New member here, first post. 

I'm looking for opinions on these puppies, especially from anyone with experience breeding. A random person told me they thought they looked mixed with lab. No idea what this persons experience is with GSD's, only talked via email. 

I have no doubts myself that they're purebred but just wanted to reach out to the community and gather opinions. This is the second litter from my pair, the puppies have all the same markings as puppies from he last litter, of which none of the puppies had any issues with ears standing.

I'll post a few pictures of the puppies and the sire/dam. puppies in pictures are 5 weeks old. Solid black dog is the dam. 

Thanks in advance for your responses.


----------



## Jax08 (Feb 13, 2009)

Those are German Shepherds. The last picture looks like a coated bi-color. The second to the last is a black.

If this is the second litter from your pair, why would you need to ask if they look like lab mixes? Don't you have the AKC papers to prove they are purebred?


----------



## wolfstraum (May 2, 2003)

Lab crosses???? Look like coated or at very least plush coated pups....sire is obviously coated so no surprise.

Lee


----------



## Volktmavy (May 4, 2016)

Yes, both my dogs are AKC registered and I registered the litter as well. I don't have any reason to think they're not pure however I know crazy things can happen so just wanted to get some opinions. 
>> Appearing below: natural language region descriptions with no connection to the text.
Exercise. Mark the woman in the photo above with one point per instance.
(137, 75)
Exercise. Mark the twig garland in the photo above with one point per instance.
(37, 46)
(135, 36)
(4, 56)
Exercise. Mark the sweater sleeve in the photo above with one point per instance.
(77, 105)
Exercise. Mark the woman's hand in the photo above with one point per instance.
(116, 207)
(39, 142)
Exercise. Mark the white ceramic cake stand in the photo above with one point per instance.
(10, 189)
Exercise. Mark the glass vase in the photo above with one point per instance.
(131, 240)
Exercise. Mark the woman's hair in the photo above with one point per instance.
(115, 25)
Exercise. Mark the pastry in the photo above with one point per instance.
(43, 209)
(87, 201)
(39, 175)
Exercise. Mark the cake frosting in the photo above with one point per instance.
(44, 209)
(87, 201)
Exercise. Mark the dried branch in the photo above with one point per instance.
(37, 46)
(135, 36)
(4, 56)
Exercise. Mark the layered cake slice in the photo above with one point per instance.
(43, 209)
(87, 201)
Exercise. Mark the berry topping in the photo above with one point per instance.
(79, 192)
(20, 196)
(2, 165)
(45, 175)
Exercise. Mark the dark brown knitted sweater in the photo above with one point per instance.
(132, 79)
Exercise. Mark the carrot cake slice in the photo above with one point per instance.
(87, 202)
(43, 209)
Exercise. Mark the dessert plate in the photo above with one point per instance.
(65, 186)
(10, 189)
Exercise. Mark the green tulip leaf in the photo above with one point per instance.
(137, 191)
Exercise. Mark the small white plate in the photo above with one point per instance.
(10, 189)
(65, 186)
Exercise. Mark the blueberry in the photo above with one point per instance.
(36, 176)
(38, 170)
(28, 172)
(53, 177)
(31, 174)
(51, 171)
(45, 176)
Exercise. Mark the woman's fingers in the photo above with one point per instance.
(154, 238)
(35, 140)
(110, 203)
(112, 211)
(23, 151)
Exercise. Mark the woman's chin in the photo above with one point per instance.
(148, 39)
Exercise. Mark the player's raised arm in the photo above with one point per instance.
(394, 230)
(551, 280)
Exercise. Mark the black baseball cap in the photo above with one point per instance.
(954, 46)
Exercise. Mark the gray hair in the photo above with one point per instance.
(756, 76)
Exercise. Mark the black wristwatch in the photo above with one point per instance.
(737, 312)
The only way they wouldn't be purebred is if a male lab managed to climb the fence and not get torn up by my male, which i find highly doubtful. 

Thanks for the response!


----------



## Volktmavy (May 4, 2016)

wolfstraum said:


> Lab crosses???? Look like coated or at very least plush coated pups....sire is obviously coated so no surprise.
> 
> Lee


Both of the sire's parents are longer haired and the dam's mom is longer haired as well, 70% of the puppies from my dogs have been longer haired.


----------



## Jax08 (Feb 13, 2009)

I think people unfamiliar with our breed often mistake puppies and black dogs as lab crosses. They don't know that the ears come up with age and a lot of people don't know there are black GSDs.


----------